Sastra di Tengah Budaya Sosialita

Also published in: http://www.qureta.com/post/sastra-di-tengah-budaya-sosialita September 18, 2016 

Artikel yang berjudul “Sastrawan Sosialita” yang dimuat oleh Koran Republika pada tanggal 8 Mei 2016 telah menarik banyak perbincangan hingga saat ini tidak hanya di kalangan para penulis, tapi juga kalangan pembaca (dan membuat si penulisnya menjadi cukup kontroversial). Ada begitu banyak argumen pro yang dilontarkan untuk mendukung pendapat si penulis artikel tersebut, namun tidak sedikit pula pembahasan dan argumen kontra dari kalangan penulis dan pembaca.
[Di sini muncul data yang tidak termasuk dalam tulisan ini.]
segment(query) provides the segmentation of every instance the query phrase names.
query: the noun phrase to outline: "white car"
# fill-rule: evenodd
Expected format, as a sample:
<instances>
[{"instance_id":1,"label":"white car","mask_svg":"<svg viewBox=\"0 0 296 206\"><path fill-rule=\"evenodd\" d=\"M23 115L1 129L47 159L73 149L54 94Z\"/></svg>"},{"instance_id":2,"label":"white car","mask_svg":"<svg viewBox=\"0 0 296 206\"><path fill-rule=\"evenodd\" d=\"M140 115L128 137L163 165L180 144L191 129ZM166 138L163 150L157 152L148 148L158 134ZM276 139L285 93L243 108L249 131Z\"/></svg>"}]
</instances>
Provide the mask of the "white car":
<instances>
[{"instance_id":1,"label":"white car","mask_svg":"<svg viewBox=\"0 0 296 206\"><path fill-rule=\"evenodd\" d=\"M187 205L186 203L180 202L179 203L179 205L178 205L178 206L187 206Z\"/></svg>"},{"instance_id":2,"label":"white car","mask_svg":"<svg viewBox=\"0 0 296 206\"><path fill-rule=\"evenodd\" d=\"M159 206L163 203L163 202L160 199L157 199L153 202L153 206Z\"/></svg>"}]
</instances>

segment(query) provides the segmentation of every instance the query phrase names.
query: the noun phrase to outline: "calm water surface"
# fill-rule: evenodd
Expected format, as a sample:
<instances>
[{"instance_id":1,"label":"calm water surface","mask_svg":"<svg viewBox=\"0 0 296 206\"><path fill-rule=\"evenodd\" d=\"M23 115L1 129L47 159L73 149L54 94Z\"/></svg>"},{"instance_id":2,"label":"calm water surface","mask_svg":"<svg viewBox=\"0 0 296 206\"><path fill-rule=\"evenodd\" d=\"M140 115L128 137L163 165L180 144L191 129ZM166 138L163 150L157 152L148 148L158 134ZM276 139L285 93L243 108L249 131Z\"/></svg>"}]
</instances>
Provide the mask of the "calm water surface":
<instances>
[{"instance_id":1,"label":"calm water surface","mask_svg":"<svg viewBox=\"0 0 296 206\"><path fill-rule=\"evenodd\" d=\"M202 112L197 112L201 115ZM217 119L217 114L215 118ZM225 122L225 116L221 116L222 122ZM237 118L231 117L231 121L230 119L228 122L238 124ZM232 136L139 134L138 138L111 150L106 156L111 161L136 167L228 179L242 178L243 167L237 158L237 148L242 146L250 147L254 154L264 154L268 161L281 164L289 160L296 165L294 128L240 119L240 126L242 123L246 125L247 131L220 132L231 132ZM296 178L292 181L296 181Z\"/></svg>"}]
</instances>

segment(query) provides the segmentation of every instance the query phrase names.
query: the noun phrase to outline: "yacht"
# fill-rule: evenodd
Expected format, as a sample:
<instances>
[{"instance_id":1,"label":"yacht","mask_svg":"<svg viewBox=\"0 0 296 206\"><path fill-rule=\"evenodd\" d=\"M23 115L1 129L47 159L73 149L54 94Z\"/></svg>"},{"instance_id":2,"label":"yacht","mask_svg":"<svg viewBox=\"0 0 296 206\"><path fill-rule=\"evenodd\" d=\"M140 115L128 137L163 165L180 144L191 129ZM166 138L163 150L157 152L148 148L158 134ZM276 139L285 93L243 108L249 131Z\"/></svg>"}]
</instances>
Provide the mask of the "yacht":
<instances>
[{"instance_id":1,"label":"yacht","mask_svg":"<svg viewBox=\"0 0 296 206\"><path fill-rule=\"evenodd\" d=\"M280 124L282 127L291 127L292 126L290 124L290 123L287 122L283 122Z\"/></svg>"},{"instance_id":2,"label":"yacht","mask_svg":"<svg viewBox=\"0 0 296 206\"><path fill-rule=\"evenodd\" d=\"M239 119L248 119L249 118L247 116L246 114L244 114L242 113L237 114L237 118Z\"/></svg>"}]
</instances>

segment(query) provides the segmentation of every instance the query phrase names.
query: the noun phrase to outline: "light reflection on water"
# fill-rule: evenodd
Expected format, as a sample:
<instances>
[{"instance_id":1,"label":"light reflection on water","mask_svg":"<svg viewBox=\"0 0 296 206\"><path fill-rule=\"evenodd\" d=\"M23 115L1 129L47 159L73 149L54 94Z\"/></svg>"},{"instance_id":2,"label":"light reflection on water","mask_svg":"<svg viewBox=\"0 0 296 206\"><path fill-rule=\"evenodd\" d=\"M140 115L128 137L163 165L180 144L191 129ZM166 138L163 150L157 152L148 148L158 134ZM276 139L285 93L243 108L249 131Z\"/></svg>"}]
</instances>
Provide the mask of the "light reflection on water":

Karena sudah begitu banyak komentar dari berbagai pihak, cukup sulit menurut saya untuk menyampaikan opini agar tidak menjadi argumentum ad populum et hominem, khususnya mengingat tidak sedikit komentar-komentar baik melalui media sosial ataupun dalam diskusi-diskusi pribadi antara pembaca yang telah menyerang pribadi penulis artikel “Sastrawan Sosialita”.

Dalam era budaya populer, fenomena sosialita yang merupakan bentuk pergaulan baik oleh laki-laki maupun perempuan elit perkotaan untuk saling berbagi cerita sambil memamerkan kisah pencapaian hidupnya dan mengudap makanan di tempat-tempat yang menawarkan kenyamanan ruang maupun cita rasa hidangan seharusnya dipandang secara objektif sebagai perilaku manusiawi dan sekadar bentuk budaya baru.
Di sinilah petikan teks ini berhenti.